Hinkley Point is China’s Hong Kong in the UK. More than a century ago, Britain established itself on the tip of China’s mainland, converting a drowsy island into a powerhouse of commerce. More than a century later, Theresa May’s government has approved the establishment of a new sort of powerhouse - a 3,200 megawatt nuclear plant on the coast of southwest England. The colonisation of Great Britain has begun.
Ironically, Theresa May had as much choice as the Chinese once did when they ceded Hong Kong after the First Opium War of 1839-42. “The prime minister’s hands were tied,” an informed analyst has written. “Cancellation of the project would have led to a diplomatic rift with China and France at a moment when Britain needs friends to manage the fallout from Brexit.”
The 18 billion-pound ($23 billion) Hinkley Point project is a collaboration between Electricite de France, (a company owned almost entirely by the French government) and China General Nuclear which has taken a 33 percent stake in it.
For the French, it is a belated fulfilment of a promise the chief of EDF made years ago - that Britishers would be cooking their Christmas turkeys in 2017 from power supplied from the Hinkley power plant. For the Chinese, it is a major step in establishing their credibility as First World nuclear energy specialists, rather than peddlers of cheap nuclear technology to developing nations captive customers like Pakistan and North Korea.
For years, instead of a Christmas turkey, it looked as if the project’s own goose had been cooked. Delays generated on both sides of the English Channel caused the project to slip from the feasible to the economically indefensible, to the politically irreversible. Even today, skeptics wonder whether a long-term commitment to a “fixed price” formula is wise, considering it will require the British consumer to provide a subsidy over a 35-year span, amounting to 30 billion pounds.

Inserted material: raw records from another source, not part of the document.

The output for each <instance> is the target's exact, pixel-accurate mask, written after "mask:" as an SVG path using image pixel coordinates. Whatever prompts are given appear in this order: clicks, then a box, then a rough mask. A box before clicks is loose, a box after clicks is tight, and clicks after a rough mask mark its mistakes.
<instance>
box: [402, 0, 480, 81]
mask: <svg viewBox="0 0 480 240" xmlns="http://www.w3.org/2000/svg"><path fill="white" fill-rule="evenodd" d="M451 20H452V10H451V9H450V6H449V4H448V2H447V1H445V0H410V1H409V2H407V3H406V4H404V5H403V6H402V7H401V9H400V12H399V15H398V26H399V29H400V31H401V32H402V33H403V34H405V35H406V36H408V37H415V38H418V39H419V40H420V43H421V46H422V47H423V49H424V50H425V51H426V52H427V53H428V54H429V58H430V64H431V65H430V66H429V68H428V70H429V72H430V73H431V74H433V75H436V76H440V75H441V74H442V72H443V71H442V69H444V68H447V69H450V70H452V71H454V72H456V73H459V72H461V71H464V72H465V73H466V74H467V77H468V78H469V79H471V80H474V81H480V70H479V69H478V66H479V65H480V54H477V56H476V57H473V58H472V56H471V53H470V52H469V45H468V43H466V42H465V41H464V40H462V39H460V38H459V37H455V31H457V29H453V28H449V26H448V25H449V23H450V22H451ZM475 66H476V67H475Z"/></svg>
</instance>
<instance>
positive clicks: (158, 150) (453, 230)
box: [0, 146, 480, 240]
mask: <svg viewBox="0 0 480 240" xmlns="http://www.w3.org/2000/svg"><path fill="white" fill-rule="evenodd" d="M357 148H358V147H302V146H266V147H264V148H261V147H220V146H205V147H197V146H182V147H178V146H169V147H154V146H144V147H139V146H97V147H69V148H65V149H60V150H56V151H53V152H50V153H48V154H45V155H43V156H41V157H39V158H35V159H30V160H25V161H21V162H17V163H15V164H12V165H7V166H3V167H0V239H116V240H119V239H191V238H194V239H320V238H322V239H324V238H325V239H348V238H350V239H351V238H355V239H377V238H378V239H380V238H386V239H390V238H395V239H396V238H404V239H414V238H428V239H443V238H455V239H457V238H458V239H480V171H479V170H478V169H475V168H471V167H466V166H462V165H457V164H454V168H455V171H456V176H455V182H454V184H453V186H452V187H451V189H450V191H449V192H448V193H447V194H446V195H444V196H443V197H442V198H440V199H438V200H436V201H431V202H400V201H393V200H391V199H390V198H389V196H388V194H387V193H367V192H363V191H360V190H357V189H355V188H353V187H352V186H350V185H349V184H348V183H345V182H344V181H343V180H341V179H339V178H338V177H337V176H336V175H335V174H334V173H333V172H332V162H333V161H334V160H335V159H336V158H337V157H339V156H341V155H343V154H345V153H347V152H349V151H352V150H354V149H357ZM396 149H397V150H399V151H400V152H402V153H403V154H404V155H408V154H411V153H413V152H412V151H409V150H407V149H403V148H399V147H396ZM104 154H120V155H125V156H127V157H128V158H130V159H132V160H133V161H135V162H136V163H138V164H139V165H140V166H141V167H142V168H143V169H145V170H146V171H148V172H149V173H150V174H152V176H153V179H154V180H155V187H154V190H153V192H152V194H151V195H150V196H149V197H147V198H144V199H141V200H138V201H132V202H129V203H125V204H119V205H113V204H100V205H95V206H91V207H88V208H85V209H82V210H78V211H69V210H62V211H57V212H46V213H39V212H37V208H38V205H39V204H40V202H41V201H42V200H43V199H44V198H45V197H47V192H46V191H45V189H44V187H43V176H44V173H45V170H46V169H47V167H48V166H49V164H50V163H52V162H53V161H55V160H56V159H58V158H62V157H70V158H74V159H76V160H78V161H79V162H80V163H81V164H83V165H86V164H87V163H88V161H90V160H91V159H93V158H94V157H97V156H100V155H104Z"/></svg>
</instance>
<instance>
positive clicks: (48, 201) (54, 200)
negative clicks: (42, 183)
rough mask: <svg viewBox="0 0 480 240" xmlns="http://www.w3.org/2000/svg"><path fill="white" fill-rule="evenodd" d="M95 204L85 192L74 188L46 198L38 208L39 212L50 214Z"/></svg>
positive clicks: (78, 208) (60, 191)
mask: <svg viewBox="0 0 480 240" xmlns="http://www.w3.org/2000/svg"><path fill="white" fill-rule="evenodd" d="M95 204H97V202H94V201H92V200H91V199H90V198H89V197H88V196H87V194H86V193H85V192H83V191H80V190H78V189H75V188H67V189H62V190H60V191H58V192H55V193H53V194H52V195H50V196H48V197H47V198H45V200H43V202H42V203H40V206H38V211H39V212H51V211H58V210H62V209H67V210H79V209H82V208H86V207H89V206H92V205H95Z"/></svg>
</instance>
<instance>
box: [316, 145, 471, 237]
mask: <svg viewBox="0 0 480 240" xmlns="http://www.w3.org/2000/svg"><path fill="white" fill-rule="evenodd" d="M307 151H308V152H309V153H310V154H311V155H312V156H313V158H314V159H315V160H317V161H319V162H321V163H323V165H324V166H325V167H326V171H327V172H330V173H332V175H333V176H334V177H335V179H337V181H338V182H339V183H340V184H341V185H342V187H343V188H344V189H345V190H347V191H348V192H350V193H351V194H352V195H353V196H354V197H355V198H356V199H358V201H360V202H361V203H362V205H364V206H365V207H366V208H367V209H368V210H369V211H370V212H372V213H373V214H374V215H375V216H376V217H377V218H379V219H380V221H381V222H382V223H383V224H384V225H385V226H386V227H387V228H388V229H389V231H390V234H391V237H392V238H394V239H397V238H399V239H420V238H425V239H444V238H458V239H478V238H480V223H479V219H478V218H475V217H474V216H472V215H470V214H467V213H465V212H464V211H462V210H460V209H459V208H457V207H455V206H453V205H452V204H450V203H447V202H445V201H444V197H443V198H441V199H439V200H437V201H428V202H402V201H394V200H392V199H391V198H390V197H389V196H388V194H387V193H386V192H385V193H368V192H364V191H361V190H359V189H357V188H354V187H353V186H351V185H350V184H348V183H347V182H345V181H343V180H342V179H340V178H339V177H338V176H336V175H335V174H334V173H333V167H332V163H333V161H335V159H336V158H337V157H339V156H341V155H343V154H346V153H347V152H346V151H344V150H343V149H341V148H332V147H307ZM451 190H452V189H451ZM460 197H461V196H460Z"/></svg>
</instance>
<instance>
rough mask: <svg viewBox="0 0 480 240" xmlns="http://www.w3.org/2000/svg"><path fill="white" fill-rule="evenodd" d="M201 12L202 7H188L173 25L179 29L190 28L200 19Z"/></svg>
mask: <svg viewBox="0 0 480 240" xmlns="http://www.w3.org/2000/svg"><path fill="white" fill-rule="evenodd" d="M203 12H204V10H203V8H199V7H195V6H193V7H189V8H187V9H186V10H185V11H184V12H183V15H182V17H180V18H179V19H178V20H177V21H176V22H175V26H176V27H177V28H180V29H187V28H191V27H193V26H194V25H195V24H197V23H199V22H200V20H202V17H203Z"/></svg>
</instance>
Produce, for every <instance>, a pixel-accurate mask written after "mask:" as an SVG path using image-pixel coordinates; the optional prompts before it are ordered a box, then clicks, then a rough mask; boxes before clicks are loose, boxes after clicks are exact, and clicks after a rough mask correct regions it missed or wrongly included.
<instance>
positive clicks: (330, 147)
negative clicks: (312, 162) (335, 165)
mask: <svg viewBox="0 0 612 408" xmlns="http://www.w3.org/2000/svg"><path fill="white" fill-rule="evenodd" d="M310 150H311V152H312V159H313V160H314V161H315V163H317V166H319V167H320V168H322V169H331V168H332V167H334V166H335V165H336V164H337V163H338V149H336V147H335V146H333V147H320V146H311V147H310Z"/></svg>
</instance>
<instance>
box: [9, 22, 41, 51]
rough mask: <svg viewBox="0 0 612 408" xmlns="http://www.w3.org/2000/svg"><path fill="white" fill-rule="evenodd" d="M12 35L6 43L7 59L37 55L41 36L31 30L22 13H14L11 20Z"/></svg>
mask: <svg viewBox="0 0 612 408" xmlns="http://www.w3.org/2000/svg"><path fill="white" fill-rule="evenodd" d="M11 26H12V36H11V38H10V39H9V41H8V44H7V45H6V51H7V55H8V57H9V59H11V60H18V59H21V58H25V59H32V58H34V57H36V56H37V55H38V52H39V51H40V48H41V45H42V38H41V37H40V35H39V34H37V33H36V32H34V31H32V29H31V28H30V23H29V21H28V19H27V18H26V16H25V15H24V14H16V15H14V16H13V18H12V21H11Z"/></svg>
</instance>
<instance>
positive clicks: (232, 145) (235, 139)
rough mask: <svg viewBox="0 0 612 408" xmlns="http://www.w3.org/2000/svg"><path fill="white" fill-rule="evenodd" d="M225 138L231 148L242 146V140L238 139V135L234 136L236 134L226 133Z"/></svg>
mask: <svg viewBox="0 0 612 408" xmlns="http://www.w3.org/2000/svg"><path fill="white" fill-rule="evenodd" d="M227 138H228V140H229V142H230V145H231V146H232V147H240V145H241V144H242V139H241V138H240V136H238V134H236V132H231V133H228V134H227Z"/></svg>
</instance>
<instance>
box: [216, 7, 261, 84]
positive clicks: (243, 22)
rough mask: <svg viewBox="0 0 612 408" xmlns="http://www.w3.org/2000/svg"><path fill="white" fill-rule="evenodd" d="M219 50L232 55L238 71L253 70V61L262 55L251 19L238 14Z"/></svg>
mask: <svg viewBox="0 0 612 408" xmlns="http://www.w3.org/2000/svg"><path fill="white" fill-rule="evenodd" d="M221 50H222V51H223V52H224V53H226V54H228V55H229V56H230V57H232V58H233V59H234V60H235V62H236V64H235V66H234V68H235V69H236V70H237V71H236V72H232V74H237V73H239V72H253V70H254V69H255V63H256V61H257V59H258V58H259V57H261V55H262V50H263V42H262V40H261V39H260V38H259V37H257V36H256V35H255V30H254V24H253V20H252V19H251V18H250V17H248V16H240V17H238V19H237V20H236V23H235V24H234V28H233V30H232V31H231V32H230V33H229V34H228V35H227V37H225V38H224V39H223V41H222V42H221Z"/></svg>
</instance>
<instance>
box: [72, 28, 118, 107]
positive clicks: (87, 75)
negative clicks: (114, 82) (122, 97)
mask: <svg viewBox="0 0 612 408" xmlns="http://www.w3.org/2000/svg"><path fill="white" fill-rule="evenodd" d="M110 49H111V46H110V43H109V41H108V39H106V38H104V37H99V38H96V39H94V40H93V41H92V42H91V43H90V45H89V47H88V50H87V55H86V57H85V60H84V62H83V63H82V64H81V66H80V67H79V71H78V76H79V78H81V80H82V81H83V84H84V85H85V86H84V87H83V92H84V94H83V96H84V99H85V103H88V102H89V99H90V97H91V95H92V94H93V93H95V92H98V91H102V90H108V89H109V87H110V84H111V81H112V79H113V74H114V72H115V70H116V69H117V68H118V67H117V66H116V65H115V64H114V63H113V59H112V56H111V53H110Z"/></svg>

Like Hong Kong, Hinkley Point’s past is its future. It is more than simply “a contract that was written five years ago on a business case that was probably pulled together 10 years ago,” as a spokesman of ScottishPower commented slyly. It is China’s retaliation for the Opium Wars of the 19th century. The British will be dependent on the damaging opiate of nuclear energy.
Hinkley Point is also, in a subtle way, China’s Cuba. Any economic arguments against have been overpowered by the stronger sibling, the Big Brother of politics.
It has taken China less than a century to achieve the level of affluence it took the Western world a millennium to attain. Unlike colonial powers such as Britain, France, Holland, Germany, Spain and Portugal (which gorged themselves on the riches and resources of their colonies), China’s policy is to fatten local economies across the globe. Unlike the United States (which has been either involved or responsible for wars or armed conflicts in almost every country in the world), China is applying its Croesean wealth in less metallic, less destructive ways.
Some years ago, it had been predicted that China’s domestic investment would be overtaken by its investments abroad. It was not a matter of “if” but “when.”
“This is just a matter of time,” Zhang Xiangchen, China’s assistant minister of commerce, declared in 2014. “If it doesn’t happen this year, then it will happen in the very near future.” Over the next decade, as one economist put it, using “a mildly optimistic scenario,” China plans to invest over $1.25 trillion outside its own borders.
The 19th-century Sikh maharaja of the Punjab, Ranjit Singh, on being shown a map of India, asked what the areas marked in red represented. The British presence, he was told. Soon, he replied presciently, the whole of it will be red. The map of the world is gradually becoming similarly tinted.
China’s invasion army is not one of ageing remnants of Mao’s infamous Red Guards. It now comprises rows and rows of terracotta technicians of every discipline. Stand in the queue at any immigration area in any airport of the world, and you will notice China as an unmistakable omnipresence. At Heathrow airport, students (most of them Chinese) are siphoned off into a separate ‘fast-track’ lane. That is understandable. China has just over 100,000 students studying in the United Kingdom. They represent 22 per cent of the total foreign student population there. They are sent to learn English because the xenophobic English are slow to learn Chinese.
Fifty years ago, Pakistan was one of the few friends the then ostracized People’s Republic of China had. Today, Pakistan is one of the few migraines that a modern China suffers from. Its CPEC, being a hydra-headed amalgam of many projects, has as many headaches. It is becoming a cause of concern. Should Gwadar forget about growing into even a cheap imitation of Hong Kong?
By FS Aijazuddin
FS Aijazuddin is an art historian. -- Ed.